After a year of talks, Enders’ warning reflects growing frustration among the German families who own half of the Amsterdam-based defence group and are seeking to exit.

An IPO without an agreement with Berlin would leave the French state, which owns the other half of KNDS, as the largest single shareholder in a key supplier to Germany’s armed forces, the Bundeswehr.

“The family doesn’t want to wait,” said one of the people. “If the German government misses the boat now, they really miss the boat.”

Advisers to the company and shareholders say KNDS is aiming to reach a market capitalisation €15bn-€20bn in an IPO by June or July, while demand for defence stocks is strong.

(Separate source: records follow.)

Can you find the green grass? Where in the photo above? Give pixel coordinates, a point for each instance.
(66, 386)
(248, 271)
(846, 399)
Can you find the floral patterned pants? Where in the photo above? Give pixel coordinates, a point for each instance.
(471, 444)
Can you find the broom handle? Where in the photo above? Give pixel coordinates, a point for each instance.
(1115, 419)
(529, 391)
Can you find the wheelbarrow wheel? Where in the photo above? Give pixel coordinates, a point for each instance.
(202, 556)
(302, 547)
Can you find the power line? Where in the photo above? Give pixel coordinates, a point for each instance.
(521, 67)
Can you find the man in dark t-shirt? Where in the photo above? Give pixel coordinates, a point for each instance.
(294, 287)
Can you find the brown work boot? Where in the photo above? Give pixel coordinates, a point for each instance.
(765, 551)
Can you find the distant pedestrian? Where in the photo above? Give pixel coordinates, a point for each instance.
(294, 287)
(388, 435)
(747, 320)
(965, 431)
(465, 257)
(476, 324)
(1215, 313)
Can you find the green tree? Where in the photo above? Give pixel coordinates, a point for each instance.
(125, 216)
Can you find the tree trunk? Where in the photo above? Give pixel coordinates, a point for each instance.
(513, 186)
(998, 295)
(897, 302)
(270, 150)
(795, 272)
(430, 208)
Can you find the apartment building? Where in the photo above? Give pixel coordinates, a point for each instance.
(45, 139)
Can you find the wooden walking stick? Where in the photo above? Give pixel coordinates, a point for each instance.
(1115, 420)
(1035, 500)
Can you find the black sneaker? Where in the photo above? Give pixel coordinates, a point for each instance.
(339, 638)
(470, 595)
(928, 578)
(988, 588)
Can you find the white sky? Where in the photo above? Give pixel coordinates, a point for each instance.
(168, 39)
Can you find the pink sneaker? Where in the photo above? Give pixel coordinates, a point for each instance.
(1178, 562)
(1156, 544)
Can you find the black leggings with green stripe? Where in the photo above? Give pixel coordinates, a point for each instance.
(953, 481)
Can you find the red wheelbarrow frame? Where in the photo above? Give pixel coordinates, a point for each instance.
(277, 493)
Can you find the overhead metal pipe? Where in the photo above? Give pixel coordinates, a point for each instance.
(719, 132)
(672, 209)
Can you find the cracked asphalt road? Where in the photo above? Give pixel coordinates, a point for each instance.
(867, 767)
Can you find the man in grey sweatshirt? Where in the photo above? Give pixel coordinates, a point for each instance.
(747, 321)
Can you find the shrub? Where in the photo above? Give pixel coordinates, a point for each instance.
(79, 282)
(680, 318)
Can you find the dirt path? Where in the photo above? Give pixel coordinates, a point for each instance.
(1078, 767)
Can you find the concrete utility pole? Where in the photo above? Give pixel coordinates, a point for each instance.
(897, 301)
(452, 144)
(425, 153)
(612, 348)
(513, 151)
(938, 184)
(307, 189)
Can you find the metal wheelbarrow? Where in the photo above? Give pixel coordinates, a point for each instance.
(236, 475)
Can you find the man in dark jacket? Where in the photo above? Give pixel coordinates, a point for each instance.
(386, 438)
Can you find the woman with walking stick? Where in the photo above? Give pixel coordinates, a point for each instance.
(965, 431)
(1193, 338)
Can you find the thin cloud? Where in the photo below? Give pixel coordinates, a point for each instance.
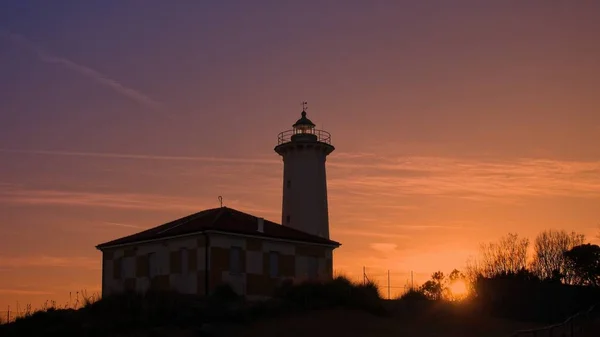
(129, 201)
(5, 291)
(49, 261)
(117, 224)
(88, 72)
(359, 233)
(108, 155)
(383, 247)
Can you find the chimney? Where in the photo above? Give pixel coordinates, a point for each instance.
(261, 224)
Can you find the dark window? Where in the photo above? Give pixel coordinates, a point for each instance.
(184, 261)
(313, 267)
(273, 264)
(235, 260)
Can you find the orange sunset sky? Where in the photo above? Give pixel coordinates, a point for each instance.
(455, 122)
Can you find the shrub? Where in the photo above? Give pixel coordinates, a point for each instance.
(414, 295)
(339, 292)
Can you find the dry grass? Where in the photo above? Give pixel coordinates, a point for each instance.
(336, 308)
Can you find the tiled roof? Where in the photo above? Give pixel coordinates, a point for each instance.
(221, 219)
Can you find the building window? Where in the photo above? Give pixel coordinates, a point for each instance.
(273, 264)
(235, 260)
(152, 265)
(126, 267)
(118, 271)
(184, 261)
(313, 267)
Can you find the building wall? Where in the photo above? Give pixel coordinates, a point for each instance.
(129, 268)
(305, 188)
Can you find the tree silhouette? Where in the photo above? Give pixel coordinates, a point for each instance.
(507, 256)
(549, 261)
(584, 261)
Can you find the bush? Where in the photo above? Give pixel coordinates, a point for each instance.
(414, 295)
(339, 292)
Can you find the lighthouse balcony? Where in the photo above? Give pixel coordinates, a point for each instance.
(311, 135)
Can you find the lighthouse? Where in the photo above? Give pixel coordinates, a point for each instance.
(304, 150)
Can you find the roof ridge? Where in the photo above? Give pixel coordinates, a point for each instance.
(189, 218)
(221, 211)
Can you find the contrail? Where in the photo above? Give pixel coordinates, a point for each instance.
(81, 69)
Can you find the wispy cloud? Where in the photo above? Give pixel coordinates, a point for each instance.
(49, 261)
(117, 224)
(129, 201)
(8, 291)
(108, 155)
(384, 247)
(86, 71)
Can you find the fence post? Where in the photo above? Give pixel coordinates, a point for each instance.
(389, 297)
(364, 275)
(572, 329)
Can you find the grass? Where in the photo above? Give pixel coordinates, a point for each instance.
(302, 306)
(129, 313)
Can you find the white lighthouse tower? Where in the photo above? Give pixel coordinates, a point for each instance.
(304, 150)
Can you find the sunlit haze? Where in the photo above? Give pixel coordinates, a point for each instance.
(454, 122)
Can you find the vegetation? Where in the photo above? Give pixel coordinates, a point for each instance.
(560, 278)
(152, 311)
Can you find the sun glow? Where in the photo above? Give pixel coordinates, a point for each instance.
(458, 289)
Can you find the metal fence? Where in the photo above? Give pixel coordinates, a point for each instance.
(582, 324)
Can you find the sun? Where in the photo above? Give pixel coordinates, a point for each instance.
(458, 289)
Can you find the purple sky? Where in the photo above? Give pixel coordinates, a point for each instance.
(455, 122)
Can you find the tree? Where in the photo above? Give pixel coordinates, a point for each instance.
(507, 256)
(440, 286)
(584, 261)
(549, 261)
(434, 288)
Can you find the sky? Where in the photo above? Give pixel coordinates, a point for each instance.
(454, 122)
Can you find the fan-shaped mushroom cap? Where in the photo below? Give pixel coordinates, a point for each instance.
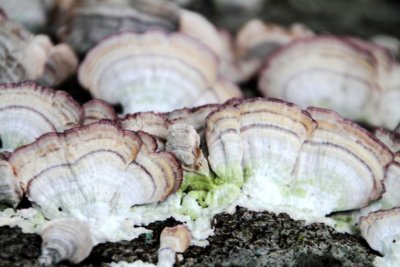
(92, 21)
(28, 111)
(94, 173)
(381, 230)
(295, 157)
(356, 78)
(65, 239)
(27, 57)
(96, 110)
(154, 71)
(344, 156)
(10, 191)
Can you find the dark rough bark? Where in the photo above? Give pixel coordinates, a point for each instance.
(245, 238)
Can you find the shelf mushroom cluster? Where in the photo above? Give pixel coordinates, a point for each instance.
(356, 78)
(173, 73)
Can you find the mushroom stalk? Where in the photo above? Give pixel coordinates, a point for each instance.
(172, 240)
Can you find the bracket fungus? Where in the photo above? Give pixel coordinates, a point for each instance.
(173, 240)
(31, 14)
(65, 239)
(358, 79)
(95, 174)
(140, 71)
(296, 156)
(10, 191)
(89, 22)
(27, 57)
(28, 110)
(382, 232)
(253, 43)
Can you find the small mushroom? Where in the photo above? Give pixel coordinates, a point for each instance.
(356, 78)
(27, 57)
(173, 240)
(143, 70)
(382, 232)
(28, 110)
(65, 239)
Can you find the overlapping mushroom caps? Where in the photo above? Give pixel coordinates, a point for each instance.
(154, 72)
(358, 79)
(253, 43)
(95, 174)
(27, 111)
(27, 57)
(309, 161)
(390, 198)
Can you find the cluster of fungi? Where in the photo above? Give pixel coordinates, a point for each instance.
(83, 166)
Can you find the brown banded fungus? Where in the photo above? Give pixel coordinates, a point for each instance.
(90, 21)
(253, 43)
(27, 111)
(95, 174)
(297, 156)
(27, 57)
(154, 72)
(360, 80)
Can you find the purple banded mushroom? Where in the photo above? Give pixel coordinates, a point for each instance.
(382, 232)
(390, 198)
(360, 80)
(27, 57)
(292, 158)
(93, 174)
(154, 72)
(28, 110)
(253, 43)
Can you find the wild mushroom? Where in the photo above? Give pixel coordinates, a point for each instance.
(91, 21)
(65, 239)
(140, 71)
(289, 159)
(382, 232)
(31, 14)
(96, 110)
(95, 174)
(358, 79)
(390, 198)
(10, 191)
(173, 240)
(28, 110)
(27, 57)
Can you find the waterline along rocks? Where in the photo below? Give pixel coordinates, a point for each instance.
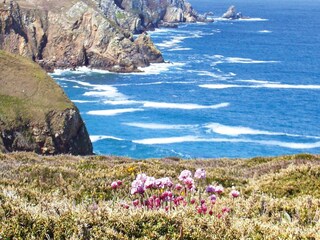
(68, 34)
(35, 114)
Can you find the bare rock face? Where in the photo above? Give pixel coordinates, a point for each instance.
(140, 15)
(231, 13)
(147, 48)
(67, 34)
(35, 114)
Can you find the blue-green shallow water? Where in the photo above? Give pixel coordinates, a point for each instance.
(232, 89)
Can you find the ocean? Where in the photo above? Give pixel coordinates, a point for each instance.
(233, 89)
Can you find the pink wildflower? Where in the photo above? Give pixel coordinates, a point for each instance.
(219, 189)
(226, 210)
(213, 199)
(114, 185)
(184, 174)
(178, 187)
(150, 182)
(210, 189)
(137, 186)
(135, 202)
(119, 182)
(234, 193)
(189, 182)
(142, 177)
(200, 174)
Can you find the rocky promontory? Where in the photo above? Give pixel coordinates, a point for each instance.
(140, 15)
(68, 34)
(232, 14)
(35, 114)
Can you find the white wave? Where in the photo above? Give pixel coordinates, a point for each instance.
(291, 145)
(179, 49)
(219, 86)
(171, 140)
(172, 42)
(186, 106)
(256, 81)
(113, 112)
(213, 75)
(79, 70)
(176, 40)
(83, 101)
(220, 19)
(121, 102)
(263, 85)
(157, 126)
(157, 68)
(239, 130)
(287, 86)
(246, 60)
(106, 91)
(95, 138)
(264, 31)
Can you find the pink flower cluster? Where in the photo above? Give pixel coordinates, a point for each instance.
(116, 184)
(144, 182)
(162, 193)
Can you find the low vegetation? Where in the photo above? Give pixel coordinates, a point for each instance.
(99, 197)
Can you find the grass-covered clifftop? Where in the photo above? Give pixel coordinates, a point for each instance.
(66, 197)
(27, 92)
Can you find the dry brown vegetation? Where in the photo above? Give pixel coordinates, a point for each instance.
(67, 197)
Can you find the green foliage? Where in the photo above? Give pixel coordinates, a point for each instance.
(67, 197)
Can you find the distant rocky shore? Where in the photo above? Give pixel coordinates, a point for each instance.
(93, 33)
(232, 14)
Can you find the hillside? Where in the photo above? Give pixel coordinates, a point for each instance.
(35, 114)
(65, 197)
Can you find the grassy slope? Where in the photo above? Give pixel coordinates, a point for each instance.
(68, 197)
(27, 93)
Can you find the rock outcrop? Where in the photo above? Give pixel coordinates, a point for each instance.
(35, 114)
(140, 15)
(67, 34)
(231, 13)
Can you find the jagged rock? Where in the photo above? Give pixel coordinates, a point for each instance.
(140, 15)
(167, 25)
(232, 13)
(147, 48)
(67, 34)
(35, 114)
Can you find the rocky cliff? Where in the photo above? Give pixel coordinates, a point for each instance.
(71, 33)
(140, 15)
(35, 114)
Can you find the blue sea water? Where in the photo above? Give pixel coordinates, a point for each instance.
(231, 88)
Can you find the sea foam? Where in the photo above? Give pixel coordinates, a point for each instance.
(113, 112)
(95, 138)
(186, 106)
(171, 140)
(157, 126)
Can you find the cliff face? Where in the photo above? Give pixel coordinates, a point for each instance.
(140, 15)
(70, 33)
(35, 114)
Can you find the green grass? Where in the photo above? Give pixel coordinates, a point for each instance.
(67, 197)
(27, 93)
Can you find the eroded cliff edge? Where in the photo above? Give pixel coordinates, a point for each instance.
(68, 34)
(35, 114)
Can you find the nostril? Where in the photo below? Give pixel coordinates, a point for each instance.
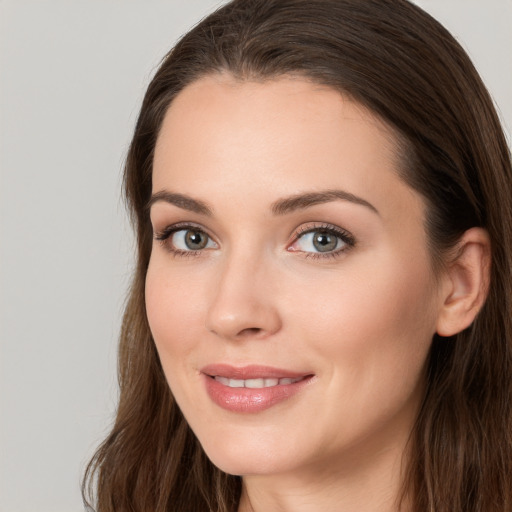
(250, 331)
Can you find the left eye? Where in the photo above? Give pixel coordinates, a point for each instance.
(320, 241)
(191, 240)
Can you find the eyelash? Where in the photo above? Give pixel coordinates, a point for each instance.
(346, 237)
(164, 235)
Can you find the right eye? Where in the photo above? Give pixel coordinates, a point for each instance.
(188, 239)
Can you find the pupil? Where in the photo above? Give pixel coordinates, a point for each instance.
(324, 242)
(195, 240)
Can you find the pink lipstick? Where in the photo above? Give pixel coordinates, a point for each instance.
(251, 389)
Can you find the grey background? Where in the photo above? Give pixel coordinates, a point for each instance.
(72, 75)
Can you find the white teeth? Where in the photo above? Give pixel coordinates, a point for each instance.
(255, 383)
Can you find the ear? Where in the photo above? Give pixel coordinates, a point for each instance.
(466, 280)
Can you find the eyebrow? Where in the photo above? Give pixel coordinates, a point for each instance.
(280, 207)
(305, 200)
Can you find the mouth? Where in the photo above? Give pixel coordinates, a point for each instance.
(256, 383)
(252, 388)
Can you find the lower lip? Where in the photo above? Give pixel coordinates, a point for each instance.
(250, 400)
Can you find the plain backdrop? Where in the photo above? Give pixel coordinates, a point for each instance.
(72, 76)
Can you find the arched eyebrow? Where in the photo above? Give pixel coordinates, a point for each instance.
(280, 207)
(305, 200)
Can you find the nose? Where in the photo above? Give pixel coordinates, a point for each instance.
(243, 304)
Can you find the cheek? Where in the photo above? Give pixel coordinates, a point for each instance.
(173, 309)
(375, 324)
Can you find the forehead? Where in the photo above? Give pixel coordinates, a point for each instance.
(246, 143)
(219, 119)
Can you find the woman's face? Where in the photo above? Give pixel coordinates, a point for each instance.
(290, 291)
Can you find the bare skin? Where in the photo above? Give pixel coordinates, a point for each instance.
(284, 237)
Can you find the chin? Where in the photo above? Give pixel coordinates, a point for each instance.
(242, 459)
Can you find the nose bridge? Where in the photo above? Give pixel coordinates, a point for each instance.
(243, 304)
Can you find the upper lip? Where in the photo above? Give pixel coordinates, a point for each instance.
(250, 372)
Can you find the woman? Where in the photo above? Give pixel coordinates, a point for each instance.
(320, 313)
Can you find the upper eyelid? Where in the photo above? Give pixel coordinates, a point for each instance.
(297, 232)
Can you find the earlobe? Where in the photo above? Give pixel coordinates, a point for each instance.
(467, 282)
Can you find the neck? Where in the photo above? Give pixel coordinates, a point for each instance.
(355, 486)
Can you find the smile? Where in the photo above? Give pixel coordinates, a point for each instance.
(252, 389)
(256, 383)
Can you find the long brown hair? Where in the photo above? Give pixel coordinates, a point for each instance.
(400, 63)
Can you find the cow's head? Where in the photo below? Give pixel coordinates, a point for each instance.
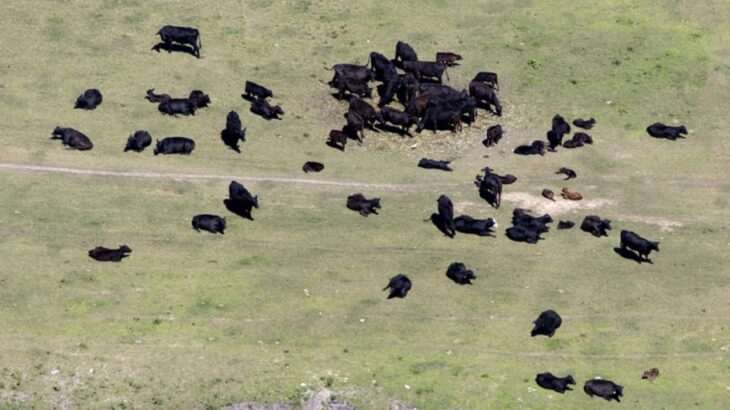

Valuations in the sector have surged in recent years but shares in Rheinmetall have declined almost a quarter in 2026 with sales missing analysts’ expectations. Shares in ammunition maker Czechoslovak Group, which listed in January, plummeted this month after a short seller report.

KNDS last month ordered an independent probe into bribery allegations related to a 2013 deal with Qatar’s armed forces. The company has said it expects to finalise its 2025 accounts this month. Auditor PwC will wait for the results of the investigation before signing off on the figures, the FT previously reported.

While the German government could still buy a stake after the IPO, it would then be constrained by takeover rules that require shareholders to bid for the entire company once they amass a 30 per cent holding.

At stake for Berlin is ensuring KNDS does not tilt towards Paris when deciding on programme priorities or the location of manufacturing sites.

Created in 2015 through the merger of Krauss-Maffei Wegmann and France’s Nexter, KNDS supplies Leopard 2 tanks to the German armed forces and Caesar howitzers to the French military.

The current plan is to float a minority stake — with the exact size still under discussion — with France and Germany to have equal holdings in the remainder.

However, divisions persist within the German government. The economy ministry favours a 30 per cent pre-IPO stake, while the defence ministry has pushed for a 40 per cent stake to account for possible future dilution.

Berlin is also seeking firmer commitment from Paris that France would reduce its own stake to match Germany’s holding, one of the people said.

The IPO is largely driven by the German families’ desire to sell down as much as possible and capitalise on investor interest as Germany pours hundreds of billions of euros into upgrading its military.

Within the German coalition, a decision over the stake is now at ministerial level with an intention to move quickly, according to two people with knowledge of the discussions.

One of them sought to downplay KNDS’s warning as partly tactical, saying it is in the company’s interest to strike a deal with Berlin because it would affect the size of its free float and share price.

The German and the French governments declined to comment. The families declined to comment.

KNDS said it could not comment on “internal German government discussions and [the company] shareholders’ matters”. It added that it remained focused on its strategy, including the IPO, with the full support of the board.